На вершине одинокой горы возвышалась хижина Серафима, Разрывателя Туловищ. Извилистая тропинка, скользкая от крови глина, мрачный подлесок, крик придавленного бороной медвежонка… Все эти детали туманным отпечатком нащупывались в её отёчной памяти. Вот липкая от смолки дверь (маска-оберег из детского черепа), вот выкусывает блох под трухлявым навесом крупный забияка Ленин. А вот и Серафим, красный от гипертонии, возбуждённо щёлкает клювом, почёсывая упревшие в кожаных шортах гениталии.
– Здорово, Алексевна, на… С чем пожаловала?
– Вкратце, Серафимушка, дело в следующем… – и она как могла ясно изложила самую суть вставшей во весь рост проблемы.
Саблеглотатель?
Да. А как по-другому? Разве есть у нас выбор?
Серафим показал ей и обугленный скелет Ромы-Высотника, и сгнившие варежки Толи, и первый скол с найденного в ущелье четвёртого гроба Бориса, и налитой гноем чирей, что лоснился у него на усохшем и исколотом запястье.
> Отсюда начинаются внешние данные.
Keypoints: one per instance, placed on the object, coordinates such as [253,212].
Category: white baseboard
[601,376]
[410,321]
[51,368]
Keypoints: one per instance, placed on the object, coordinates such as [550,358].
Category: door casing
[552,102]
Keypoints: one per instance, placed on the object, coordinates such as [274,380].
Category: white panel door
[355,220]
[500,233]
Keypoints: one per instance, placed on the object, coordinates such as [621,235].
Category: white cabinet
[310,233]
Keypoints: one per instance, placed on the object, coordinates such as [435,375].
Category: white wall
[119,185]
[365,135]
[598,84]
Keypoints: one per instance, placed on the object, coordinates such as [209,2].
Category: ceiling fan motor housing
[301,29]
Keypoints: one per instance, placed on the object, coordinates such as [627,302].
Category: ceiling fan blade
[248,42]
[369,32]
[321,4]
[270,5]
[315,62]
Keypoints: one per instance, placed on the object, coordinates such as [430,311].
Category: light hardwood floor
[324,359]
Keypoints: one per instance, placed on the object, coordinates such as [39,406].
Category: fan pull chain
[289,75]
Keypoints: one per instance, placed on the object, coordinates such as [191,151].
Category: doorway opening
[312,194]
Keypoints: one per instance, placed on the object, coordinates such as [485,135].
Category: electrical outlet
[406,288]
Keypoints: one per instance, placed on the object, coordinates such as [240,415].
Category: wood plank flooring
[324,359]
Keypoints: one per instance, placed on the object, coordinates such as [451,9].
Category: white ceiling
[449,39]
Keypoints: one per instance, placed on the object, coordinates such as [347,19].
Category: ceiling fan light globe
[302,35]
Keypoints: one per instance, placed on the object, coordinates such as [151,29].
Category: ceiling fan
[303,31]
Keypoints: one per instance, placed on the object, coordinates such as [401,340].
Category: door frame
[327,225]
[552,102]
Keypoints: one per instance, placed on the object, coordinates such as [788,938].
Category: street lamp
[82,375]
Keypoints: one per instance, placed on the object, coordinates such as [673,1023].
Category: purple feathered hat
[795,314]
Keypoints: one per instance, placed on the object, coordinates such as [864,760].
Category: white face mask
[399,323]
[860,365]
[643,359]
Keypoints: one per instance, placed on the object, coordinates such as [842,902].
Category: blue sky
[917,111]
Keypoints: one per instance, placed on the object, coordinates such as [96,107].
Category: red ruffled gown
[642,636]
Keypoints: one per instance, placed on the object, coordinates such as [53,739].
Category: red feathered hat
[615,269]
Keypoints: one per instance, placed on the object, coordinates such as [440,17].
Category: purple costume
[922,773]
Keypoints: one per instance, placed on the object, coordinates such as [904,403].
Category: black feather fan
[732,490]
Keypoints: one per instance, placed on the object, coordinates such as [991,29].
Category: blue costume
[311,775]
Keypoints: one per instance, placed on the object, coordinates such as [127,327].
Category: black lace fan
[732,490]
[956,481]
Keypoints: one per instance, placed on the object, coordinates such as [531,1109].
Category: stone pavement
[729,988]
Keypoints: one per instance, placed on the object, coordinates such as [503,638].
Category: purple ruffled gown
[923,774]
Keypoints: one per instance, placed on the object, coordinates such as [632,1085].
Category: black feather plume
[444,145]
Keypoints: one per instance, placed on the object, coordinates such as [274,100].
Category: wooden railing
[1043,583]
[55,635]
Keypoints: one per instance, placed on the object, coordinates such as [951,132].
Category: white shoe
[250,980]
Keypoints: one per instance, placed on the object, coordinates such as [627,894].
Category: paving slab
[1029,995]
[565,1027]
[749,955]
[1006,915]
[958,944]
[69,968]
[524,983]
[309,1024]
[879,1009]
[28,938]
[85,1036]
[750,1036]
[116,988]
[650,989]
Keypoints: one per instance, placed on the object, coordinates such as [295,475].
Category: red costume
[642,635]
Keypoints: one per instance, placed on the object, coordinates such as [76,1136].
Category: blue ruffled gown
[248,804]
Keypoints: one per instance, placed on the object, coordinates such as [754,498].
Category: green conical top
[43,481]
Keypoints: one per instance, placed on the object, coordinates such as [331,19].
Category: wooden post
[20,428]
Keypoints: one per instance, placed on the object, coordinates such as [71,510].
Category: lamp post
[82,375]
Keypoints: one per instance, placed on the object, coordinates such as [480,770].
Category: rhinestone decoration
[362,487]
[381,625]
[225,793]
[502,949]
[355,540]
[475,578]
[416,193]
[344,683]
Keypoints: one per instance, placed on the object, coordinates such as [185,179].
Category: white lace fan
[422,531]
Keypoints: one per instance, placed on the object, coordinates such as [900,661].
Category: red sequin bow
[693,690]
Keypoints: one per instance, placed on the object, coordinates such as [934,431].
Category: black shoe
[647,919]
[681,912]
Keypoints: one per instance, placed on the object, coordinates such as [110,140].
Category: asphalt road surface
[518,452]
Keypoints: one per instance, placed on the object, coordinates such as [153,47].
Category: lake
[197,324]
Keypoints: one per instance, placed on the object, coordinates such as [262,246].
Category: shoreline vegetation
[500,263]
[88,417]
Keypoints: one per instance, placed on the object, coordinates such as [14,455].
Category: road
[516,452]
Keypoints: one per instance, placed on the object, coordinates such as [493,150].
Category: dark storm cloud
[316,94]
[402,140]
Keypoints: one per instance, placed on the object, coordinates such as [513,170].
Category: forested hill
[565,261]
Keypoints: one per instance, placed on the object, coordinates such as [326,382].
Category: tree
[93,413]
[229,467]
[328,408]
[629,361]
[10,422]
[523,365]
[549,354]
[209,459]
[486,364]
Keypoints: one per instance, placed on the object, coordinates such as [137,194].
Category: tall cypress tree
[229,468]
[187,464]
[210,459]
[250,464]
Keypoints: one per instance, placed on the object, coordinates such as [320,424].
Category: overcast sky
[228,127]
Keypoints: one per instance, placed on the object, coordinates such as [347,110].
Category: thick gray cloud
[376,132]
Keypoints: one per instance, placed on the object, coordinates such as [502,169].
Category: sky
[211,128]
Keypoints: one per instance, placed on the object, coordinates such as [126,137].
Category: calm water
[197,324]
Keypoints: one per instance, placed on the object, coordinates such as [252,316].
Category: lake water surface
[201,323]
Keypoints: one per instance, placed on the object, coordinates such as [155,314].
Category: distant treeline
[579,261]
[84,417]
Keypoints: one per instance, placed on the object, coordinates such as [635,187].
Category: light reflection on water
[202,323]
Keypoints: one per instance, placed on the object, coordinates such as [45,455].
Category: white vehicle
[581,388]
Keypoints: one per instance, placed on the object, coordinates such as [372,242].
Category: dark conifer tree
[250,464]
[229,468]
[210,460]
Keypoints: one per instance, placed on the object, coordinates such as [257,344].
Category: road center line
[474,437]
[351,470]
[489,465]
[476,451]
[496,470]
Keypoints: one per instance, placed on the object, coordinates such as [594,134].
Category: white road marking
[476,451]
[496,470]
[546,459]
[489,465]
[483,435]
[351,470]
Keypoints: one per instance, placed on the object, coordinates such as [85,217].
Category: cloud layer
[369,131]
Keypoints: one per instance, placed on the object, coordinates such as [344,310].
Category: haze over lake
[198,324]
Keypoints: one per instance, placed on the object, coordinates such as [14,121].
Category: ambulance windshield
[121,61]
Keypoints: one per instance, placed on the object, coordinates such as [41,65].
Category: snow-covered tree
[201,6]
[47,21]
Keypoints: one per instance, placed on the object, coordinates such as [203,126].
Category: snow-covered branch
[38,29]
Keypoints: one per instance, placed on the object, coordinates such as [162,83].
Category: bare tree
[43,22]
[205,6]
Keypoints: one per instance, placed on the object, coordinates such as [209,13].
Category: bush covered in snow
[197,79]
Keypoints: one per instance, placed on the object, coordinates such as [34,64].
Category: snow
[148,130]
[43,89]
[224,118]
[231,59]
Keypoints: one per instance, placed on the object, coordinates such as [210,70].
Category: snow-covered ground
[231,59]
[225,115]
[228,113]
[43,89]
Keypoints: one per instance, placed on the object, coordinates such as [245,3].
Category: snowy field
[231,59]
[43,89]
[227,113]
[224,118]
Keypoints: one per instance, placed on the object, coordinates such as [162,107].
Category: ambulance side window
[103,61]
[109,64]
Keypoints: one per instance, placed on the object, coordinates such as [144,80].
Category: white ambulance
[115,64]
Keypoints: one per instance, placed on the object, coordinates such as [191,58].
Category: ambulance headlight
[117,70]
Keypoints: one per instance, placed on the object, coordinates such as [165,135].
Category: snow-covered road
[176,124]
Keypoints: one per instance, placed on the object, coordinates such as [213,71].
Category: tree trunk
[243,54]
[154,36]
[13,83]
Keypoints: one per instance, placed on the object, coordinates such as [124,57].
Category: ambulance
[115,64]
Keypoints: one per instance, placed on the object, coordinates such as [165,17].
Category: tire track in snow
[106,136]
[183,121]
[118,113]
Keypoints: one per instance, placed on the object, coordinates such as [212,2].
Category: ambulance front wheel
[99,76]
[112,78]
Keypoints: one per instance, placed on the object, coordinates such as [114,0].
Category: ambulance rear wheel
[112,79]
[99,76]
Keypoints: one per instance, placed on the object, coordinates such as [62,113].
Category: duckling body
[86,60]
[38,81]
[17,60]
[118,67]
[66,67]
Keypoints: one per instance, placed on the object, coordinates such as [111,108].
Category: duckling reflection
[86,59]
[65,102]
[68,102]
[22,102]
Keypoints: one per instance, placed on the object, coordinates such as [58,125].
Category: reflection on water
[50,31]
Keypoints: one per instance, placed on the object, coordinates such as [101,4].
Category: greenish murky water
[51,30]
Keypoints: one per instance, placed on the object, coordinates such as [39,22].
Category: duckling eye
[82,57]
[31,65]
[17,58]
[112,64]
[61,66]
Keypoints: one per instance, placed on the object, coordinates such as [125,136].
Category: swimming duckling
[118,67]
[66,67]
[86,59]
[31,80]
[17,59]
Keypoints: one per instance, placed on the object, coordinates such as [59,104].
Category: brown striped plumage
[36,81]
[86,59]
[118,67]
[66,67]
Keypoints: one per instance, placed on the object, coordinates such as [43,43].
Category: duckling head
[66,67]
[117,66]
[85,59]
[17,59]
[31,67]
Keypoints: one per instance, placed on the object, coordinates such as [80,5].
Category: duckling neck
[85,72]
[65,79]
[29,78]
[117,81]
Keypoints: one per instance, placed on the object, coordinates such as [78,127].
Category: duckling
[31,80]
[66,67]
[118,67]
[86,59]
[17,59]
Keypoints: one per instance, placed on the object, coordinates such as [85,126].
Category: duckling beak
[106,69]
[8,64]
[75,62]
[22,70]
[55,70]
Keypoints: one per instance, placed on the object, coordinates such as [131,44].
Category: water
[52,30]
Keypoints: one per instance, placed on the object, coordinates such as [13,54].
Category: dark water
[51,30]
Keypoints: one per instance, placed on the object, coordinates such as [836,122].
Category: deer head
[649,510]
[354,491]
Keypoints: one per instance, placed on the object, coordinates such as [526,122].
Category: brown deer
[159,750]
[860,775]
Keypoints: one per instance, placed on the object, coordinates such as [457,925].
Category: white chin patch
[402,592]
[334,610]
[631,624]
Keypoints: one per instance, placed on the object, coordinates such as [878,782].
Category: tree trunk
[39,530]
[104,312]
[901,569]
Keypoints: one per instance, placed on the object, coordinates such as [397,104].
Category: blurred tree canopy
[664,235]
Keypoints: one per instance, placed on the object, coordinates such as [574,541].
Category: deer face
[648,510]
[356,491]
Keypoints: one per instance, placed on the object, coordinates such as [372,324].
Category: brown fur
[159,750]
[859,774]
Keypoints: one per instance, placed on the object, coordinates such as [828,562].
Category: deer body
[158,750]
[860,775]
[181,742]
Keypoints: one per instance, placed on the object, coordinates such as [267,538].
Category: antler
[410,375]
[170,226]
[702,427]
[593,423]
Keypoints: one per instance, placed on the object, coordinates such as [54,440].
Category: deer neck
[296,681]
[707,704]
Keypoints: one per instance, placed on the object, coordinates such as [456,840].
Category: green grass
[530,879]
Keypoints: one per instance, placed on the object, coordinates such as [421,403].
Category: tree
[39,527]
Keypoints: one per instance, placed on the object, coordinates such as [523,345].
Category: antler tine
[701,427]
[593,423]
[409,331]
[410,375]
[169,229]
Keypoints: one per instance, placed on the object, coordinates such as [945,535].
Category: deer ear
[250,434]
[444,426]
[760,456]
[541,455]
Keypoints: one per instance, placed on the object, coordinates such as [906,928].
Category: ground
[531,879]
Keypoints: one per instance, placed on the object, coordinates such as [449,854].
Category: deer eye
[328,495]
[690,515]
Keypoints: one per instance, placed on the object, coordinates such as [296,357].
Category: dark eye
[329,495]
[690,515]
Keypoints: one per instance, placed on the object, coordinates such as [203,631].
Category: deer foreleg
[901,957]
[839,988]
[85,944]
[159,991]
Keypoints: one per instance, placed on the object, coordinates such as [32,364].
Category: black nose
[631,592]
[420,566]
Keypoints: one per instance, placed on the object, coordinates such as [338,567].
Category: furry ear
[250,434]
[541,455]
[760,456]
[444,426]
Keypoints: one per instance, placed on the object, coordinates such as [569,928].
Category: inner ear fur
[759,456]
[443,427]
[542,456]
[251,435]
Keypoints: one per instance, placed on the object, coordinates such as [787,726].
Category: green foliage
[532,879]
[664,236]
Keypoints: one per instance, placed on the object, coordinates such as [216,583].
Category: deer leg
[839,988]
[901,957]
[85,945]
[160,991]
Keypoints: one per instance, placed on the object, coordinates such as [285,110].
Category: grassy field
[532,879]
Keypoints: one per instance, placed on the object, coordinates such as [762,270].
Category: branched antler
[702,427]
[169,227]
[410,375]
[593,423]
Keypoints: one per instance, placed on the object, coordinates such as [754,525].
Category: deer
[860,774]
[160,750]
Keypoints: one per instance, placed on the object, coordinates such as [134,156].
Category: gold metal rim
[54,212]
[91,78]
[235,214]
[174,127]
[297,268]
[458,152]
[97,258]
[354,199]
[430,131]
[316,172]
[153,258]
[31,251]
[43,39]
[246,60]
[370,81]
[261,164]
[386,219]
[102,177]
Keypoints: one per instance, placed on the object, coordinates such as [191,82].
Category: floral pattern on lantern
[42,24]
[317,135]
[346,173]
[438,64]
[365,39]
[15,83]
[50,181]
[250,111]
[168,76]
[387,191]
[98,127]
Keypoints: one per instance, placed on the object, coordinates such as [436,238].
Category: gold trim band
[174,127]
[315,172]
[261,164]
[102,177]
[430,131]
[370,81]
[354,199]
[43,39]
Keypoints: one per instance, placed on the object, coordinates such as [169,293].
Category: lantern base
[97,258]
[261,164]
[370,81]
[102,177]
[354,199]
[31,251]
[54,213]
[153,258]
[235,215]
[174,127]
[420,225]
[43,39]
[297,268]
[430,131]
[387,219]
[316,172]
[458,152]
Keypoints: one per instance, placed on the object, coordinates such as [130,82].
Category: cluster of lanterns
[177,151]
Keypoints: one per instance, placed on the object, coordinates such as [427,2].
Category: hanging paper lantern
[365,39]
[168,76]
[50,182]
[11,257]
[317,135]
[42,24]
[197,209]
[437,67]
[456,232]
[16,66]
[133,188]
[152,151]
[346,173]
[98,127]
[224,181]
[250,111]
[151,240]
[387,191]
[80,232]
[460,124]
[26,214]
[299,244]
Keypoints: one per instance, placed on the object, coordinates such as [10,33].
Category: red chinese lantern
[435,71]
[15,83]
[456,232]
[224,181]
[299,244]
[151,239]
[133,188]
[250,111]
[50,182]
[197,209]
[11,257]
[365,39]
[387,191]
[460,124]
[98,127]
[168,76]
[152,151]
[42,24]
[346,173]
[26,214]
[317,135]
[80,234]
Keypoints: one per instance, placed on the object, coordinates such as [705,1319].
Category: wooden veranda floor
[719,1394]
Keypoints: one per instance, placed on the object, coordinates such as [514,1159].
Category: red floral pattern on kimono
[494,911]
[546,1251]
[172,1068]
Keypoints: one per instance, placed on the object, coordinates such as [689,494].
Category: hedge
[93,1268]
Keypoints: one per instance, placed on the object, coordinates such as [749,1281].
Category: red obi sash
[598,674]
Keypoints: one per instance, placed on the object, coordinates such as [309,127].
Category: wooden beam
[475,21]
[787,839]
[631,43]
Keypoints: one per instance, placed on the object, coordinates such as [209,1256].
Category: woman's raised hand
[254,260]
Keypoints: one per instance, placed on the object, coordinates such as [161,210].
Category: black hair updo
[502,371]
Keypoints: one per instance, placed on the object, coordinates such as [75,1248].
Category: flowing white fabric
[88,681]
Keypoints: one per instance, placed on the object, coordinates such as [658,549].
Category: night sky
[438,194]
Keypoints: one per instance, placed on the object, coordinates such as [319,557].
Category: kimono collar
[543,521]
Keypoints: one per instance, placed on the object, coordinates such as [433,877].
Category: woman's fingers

Вздохнув, Нина Алексеевна задрала юбку и наклонилась. Четвероногий ребёнок, свистя, выбежал из-за ящика с девичьими ступнями, и, отрыгнув желчью, скрылся за порогом. Серафим приспустил шорты, раскрыл тюбик анального клея. Через пару минут они составляли одно целое. А еще через полчаса Нина-Серафим стояли у подъезда № 17, где с июля по сентябрь сего года проживал балагур-саблеглотатель. Портсигар генерала Зорге надёжно покоился в бюстгальтере.
В тёмной квартире пахло сурьмой. Под забрызганным кровью потолком одиноко болталась китайская люстра с вентилятором. «Пошлость какая!» - Успела подумать Нина Алексеевна, когда влипший в неё Серафим мучительно вздрогнул и, захрипев, стал оседать, потянув её вниз, прямо на рассыпанный рис.
– Подайте мне хлеб! Хлеб смерти! – неистово закричал саблеглотатель, выбрызгивая на стены иссечённые внутренности.
Тромбы мутным потоком осаждались в необъятном сердце. Никто не производил мечты более сладкой, чем девочка на хуе. Пока ссышь на трофеи, думай о вечном: абрикосовый сад, пропитанный кровью оскоплённых карателей, жирный плов, Сатана здесь. Рой могилу немощным, о, брат-хозяин. Эта Земля – наша, всегда была нашей, да. И когда с золотых небес упадёт первый гром, восстань с факелом в беспощадной длани: раз и навсегда уничтожены будут паразиты, болезнь и страдание.
В голове Нины Алексеевны лопнул разноцветный шар, и тяжёлая мясная оглобля сочно ударила по её отяжелевшему темени. Мозг прыснул как сперма. Да здравствует. Так вот почему, вот почему, вот. На скорости сквозь ночь. Влажная бездна влагалища. Позывные упавшей звезды в белоснежном тумане победы. Лучше сказать правду. Лучше сказать всё как есть. И, ежели сил хватит, съесть унылую плесень будней. Издевательствам – нет! Нет – лошадиным засосам! Крестами растопим печи! Умрём навсегда, чтобы жить!
О своём визите к саблеглотателю Нина Алексеевна вспомнила внезапно: часов около пяти утра, проснувшись с быстро бьющимся от нелепого сна сердцем. Снился ей Алёшка, да не один, а в компании бледнолицых подростков с червивыми головами. Они хотели расплющить Алёшу специальной машиной, но, выскочивший откуда ни возьмись Паучило, перестрелял их из дедушкиного ружья.